Image Characteristics of Lung Abscess by Convex-Probe Endobronchial Ultrasound
A 53-year-old man with a history of emphysema was referred to our cancer center for a right lower lobe lesion that was incidentally found on computed tomography imaging (Fig. 1A) performed for evaluation of abdominal pain. He denied any dyspnea or hemoptysis but had a dry cough and 30-pound weight loss over several months. On bronchoscopic examination, the airway appeared edematous with a significant amount of purulent secretions emanating from the right lower lobe bronchus. Convex-probe endobronchial ultrasound (CP-EBUS) was used to perform transbronchial needle aspiration (TBNA) of enlarged mediastinal and hilar lymph nodes. The CP-EBUS was then wedged in the right lower lobe lateral segments, and the lesion was visualized. The endoscopic ultrasound image was consistent with hyperechoic and multiple cystic-like echoic areas with a clear margin (Fig. 2A–C). The color Doppler mode showed no evidence of vascularization (Fig. 2D). EBUS-TBNA of the right lower lobe was performed along with bronchioalveolar lavage of the right lower lobe. The TBNA of lymph nodes showed no evidence of malignancy and that of the mass showed acute inflammatory infiltrate. Bronchioalveolar lavage showed marked acute inflammatory cells with degenerative changes and cultures grew ampicillin-susceptible Hemophilus influenza. The patient was treated with a 2-week course of amoxicillin/clavulanic acid. Follow-up using chest computed tomography scans showed near resolution of the right lower lobe lesion, which remained stable at 2 years’ follow-up (Fig. 1B).
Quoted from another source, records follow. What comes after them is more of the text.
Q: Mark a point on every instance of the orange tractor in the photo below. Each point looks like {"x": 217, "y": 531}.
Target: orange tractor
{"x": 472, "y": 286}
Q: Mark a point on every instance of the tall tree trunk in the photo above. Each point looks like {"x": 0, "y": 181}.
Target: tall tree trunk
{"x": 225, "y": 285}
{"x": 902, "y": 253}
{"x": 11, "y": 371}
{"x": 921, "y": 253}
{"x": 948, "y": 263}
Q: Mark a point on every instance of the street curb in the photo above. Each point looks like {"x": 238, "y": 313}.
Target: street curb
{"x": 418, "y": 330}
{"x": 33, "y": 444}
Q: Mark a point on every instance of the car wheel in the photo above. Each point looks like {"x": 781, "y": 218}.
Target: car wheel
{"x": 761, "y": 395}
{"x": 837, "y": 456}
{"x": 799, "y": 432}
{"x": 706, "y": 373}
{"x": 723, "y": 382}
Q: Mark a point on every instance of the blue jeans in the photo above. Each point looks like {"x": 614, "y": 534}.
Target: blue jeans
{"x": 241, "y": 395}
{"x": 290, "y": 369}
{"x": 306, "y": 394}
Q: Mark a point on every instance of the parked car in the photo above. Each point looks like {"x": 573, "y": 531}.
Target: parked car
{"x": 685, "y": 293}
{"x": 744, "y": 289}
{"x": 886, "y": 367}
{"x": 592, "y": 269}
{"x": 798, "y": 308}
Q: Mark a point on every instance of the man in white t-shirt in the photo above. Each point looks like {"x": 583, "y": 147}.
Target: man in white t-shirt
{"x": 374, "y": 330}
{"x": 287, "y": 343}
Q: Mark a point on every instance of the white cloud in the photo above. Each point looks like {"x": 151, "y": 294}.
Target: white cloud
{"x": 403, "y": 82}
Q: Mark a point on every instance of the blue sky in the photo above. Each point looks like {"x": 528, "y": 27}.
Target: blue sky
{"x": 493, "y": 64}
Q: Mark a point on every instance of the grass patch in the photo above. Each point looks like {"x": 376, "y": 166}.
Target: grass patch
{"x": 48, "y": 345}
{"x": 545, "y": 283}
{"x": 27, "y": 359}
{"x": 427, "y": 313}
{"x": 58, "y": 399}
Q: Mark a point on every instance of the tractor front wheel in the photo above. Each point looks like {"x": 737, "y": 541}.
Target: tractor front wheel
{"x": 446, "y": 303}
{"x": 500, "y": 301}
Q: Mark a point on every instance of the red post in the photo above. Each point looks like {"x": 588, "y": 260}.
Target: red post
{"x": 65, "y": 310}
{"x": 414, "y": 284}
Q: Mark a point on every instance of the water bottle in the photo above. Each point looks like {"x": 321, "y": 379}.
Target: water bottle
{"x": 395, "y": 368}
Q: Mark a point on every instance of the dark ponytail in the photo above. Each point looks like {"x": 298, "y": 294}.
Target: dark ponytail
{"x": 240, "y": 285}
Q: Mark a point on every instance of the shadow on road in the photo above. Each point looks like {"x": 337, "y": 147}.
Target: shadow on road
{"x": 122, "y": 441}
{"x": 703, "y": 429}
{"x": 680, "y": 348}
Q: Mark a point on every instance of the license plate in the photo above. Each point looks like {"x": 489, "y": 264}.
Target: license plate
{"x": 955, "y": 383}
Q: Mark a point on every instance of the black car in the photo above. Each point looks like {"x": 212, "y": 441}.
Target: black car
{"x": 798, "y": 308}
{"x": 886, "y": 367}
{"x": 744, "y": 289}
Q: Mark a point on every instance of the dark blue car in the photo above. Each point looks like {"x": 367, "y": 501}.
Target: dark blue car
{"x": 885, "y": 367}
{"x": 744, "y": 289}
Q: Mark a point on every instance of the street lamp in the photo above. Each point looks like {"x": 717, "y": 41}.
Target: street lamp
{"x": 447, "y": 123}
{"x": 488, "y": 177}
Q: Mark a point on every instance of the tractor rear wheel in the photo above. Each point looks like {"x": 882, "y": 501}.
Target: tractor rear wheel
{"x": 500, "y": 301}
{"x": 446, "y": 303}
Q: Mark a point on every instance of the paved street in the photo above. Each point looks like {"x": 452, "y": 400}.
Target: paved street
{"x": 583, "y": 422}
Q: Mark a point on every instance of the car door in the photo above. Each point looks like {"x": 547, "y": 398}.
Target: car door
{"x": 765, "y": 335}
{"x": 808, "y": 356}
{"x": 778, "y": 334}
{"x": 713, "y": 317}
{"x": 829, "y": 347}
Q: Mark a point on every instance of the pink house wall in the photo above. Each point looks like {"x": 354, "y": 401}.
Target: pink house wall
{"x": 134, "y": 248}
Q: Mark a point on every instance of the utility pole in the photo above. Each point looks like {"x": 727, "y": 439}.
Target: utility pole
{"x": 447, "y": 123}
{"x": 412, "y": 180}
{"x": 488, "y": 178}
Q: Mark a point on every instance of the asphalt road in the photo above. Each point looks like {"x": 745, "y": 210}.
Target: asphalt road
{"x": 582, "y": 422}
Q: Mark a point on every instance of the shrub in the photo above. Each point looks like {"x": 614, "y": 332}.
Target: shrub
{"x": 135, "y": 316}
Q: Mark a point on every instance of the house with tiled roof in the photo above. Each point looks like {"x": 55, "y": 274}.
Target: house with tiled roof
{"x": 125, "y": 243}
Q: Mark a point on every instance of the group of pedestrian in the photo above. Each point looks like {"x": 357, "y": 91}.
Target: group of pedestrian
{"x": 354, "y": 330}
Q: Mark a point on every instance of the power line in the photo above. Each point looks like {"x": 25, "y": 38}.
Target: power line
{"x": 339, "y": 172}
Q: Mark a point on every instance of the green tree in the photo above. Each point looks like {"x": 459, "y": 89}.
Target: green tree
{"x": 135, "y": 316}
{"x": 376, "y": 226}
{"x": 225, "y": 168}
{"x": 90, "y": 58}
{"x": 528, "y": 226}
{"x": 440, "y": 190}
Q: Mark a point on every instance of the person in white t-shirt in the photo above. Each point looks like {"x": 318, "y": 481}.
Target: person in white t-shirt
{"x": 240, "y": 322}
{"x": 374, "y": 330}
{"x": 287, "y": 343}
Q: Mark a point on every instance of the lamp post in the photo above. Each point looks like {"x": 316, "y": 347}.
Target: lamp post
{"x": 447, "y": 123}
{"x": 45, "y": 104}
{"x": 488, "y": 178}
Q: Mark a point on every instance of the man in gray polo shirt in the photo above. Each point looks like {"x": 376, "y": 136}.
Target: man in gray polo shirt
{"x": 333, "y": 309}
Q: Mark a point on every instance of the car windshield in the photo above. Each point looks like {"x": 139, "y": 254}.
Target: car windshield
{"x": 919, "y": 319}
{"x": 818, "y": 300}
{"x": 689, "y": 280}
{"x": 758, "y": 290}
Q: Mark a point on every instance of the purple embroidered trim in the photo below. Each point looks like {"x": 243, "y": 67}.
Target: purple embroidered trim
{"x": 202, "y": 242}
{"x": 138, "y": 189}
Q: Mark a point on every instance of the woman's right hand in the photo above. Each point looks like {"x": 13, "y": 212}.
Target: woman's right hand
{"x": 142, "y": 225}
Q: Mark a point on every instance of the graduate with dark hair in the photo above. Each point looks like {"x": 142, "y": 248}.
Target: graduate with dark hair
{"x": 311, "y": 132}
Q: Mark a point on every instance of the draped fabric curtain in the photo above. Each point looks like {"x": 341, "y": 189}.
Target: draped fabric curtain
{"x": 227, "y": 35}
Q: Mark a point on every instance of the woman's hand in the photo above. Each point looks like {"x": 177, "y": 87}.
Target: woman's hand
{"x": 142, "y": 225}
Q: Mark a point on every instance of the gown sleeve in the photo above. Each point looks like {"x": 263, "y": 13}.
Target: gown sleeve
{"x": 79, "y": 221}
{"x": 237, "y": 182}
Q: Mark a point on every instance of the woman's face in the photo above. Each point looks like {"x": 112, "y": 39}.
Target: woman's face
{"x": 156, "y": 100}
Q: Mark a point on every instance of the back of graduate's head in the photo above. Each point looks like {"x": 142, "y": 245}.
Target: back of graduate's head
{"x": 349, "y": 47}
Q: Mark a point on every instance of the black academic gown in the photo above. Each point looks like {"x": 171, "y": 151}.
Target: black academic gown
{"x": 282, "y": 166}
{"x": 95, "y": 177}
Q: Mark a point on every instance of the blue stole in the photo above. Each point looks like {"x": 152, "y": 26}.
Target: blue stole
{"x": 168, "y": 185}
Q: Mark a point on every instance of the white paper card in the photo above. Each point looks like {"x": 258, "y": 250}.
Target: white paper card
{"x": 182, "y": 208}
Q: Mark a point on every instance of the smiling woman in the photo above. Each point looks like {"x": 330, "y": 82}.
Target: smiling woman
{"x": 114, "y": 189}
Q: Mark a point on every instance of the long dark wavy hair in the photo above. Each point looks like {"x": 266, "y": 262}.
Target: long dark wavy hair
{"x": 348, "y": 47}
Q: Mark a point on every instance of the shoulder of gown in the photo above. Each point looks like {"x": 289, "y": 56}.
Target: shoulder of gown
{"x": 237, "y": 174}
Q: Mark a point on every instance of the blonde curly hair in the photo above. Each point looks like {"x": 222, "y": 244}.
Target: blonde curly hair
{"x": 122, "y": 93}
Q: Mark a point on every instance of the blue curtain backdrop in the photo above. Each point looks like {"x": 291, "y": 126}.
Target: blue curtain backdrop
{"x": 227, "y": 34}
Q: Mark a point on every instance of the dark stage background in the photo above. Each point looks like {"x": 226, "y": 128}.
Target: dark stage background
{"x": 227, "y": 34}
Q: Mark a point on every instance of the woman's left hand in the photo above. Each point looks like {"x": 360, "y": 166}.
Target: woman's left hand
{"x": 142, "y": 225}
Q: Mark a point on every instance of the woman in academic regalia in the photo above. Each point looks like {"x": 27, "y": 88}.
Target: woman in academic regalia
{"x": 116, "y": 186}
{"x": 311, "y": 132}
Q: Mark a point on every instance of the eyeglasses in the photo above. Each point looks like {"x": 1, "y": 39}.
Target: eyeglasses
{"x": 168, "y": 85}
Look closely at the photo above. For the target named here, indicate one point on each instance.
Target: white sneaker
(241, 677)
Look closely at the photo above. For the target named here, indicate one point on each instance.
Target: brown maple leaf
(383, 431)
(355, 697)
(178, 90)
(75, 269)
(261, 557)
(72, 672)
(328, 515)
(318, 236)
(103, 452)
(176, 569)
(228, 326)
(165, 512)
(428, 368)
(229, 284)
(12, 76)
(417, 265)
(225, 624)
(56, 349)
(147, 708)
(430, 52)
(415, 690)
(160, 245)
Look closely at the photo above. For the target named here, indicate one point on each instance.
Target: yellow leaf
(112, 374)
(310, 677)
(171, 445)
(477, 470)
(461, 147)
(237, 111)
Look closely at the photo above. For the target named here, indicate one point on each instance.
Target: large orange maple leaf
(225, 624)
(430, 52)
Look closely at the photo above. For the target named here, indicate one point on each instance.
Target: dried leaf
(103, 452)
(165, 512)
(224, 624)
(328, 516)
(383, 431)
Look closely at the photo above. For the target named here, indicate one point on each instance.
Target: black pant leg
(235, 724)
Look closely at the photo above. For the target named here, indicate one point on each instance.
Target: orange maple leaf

Over the past decade, CP-EBUS has become the procedure of choice for the diagnosis and staging lung cancer.1 It is routinely used for the diagnosis of other benign, malignant, and vascular conditions such as sarcoidosis, lymphoma, and vascular tumors.2,3 Lung abscess is defined as the necrosis of parenchyma caused by microbial infection. It is sometimes difficult to differentiate a lung abscess from lung cancer without histopathologic evaluation. Often with malignancy, the endobronchial involvement leads to postobstructive pneumonia and vascular invasion by tumor results in tumor necrosis, which may progress to a suppurative lesion.4 In our case, the biopsies were negative for malignancy, and there were no endobronchial lesions. Given the near resolution of the lung lesion after antibiotic therapy, the diagnosis was highly suggestive of lung abscess. These images are similar to a previously described case by our group in which, the lung abscess was diagnosed after bilobectomy for the management of the abscess that was refractory to many courses of intravenous and oral antibiotics.5 The hyperechoic and cystic-like areas are probably consistent with thick purulent regions and necrotic pockets inside the lesion, respectively. Recognizing the characteristics of CP-EBUS image for lung abscess may guide the endoscopist and the treating physicians in their differential diagnosis and therapeutic planning. By reporting this case of CP-EBUS image of lung abscess, we aim to help and guide the bronchoscopist in making the diagnosis and treatment of lung abscesses.